Yamaha, in conjunction with high-end Chinese furniture maker Mexarts, recently revealed three new digital pianos. These are concept models—you can’t buy them (at least not yet). Their aim is to show new ways in which a piano can become an integral part of a home.
The three instruments, entitled A-Round, Be-Side, and Re-Mind were designed by Sunao Okamura, Masaharu Ohno and Daizo Sato from the Yamaha Product Design Laboratory in Hamamatsu, Japan.
Each design utilises one of Yamaha’s digital pianos as the core instrument. But the objective is to show how these can be transformed into living pieces of domestic furniture. The designers’ brief was to produce instruments that “enrich everyday life”.
With its soft curvaceous shape, the A-Round has a soothing, calming appearance. The natural wood finish in conjunction with the leather key-cover gives the instrument an additional warmth. It instantly becomes the focus in any room. And with its flat top, is like a table around which a family can gather.
With its compact, shallow casework featuring a small, integral side table, the Be-Side is designed primarily for the bedroom. A quick tune to unwind before turning in? A rousing concerto in the middle of the night if you can’t sleep (headphones, please!)?
The dark wood finish is elegantly fashioned to have an updated mid-century modern feel, and the fold-down lid again provides a flat level surface—always useful in the bedroom.
This instrument gives the impression of being propped up against a wall. Perhaps a homage to the Victorian wall-piano? The look is minimalist. However, it is also very striking.
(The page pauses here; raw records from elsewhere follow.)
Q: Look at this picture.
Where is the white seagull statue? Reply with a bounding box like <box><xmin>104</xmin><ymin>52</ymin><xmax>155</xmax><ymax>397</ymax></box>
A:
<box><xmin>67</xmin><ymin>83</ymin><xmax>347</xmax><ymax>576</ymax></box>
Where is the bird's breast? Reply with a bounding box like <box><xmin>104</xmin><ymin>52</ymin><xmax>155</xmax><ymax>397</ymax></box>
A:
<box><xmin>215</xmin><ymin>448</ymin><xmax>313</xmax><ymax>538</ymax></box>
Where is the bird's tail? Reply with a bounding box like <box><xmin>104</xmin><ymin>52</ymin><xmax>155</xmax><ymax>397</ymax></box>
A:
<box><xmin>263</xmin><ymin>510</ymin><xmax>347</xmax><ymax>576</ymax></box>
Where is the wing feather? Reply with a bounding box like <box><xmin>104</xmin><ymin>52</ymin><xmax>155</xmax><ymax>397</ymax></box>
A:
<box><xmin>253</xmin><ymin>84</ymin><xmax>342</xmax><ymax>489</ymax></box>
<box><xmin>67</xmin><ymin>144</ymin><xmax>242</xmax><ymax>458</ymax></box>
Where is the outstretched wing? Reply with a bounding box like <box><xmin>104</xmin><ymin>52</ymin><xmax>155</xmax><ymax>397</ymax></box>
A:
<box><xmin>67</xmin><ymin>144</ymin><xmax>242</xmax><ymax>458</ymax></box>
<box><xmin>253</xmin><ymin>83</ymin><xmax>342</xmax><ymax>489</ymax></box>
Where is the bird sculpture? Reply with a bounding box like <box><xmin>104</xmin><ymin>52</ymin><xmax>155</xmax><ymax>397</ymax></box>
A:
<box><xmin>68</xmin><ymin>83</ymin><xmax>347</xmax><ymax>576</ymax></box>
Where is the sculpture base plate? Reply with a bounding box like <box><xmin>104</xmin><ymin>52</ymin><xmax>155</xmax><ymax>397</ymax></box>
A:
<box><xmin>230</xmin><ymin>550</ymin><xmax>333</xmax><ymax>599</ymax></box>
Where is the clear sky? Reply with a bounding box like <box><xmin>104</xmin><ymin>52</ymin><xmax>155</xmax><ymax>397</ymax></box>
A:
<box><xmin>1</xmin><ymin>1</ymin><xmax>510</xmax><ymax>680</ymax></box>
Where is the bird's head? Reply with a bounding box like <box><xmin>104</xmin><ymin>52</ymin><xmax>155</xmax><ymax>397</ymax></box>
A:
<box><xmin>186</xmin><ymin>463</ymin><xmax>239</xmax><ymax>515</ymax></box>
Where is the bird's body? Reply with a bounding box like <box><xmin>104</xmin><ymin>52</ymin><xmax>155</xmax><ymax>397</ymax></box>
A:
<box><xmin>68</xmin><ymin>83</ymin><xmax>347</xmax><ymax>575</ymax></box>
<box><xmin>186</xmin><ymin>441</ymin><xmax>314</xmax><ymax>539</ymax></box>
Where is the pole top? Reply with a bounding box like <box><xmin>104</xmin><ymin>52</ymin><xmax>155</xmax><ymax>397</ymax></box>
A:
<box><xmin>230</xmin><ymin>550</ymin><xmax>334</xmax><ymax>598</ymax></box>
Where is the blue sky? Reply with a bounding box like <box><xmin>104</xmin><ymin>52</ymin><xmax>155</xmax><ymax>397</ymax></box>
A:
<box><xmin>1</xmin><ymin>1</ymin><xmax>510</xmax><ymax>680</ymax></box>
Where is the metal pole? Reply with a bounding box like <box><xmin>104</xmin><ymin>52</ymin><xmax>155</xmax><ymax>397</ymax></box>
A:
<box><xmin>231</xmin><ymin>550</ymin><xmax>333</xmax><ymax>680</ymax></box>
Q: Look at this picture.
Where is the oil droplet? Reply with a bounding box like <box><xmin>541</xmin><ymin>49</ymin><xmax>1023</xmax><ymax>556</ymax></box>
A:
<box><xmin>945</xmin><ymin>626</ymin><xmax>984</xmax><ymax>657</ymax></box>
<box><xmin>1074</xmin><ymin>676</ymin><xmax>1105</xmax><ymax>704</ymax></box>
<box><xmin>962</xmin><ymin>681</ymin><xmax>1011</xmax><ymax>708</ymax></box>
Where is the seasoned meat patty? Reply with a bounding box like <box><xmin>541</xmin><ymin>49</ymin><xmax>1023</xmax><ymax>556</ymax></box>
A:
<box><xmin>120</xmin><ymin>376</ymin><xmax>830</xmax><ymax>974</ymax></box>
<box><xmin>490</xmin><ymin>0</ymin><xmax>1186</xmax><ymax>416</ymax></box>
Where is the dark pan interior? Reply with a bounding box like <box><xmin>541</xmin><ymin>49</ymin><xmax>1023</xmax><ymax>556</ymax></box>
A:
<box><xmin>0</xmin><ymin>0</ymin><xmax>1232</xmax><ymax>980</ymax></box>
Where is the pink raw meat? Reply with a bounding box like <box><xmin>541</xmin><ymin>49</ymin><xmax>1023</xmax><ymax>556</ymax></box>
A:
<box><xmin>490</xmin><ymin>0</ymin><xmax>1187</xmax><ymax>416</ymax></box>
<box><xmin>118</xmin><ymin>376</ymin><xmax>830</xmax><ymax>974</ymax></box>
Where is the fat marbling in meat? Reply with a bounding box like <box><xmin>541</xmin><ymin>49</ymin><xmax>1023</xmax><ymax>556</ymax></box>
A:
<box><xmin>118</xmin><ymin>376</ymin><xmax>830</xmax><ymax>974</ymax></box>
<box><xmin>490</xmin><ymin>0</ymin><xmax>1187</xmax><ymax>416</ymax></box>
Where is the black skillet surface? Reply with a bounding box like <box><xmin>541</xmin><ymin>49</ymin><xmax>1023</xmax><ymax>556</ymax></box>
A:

Two narrow shelves run above the keyboard. Although they could be utilised for sheet music or an iPad, the designers suggest that they could be for family photos, mementoes, etc. This unique design thus evokes both fun and nostalgia.
Awards and Expos
Unfortunately these elegant digital pianos aren’t available to buy, but hopefully, some of their design elements will filter down to the instruments we do see in the shops. Let’s face it, most of today’s digital pianos look very much the same and rather uninspiring at that!
All three digital pianos can be seen at Yamaha’s Ginza Showroom in Tokyo until February 17, 2019.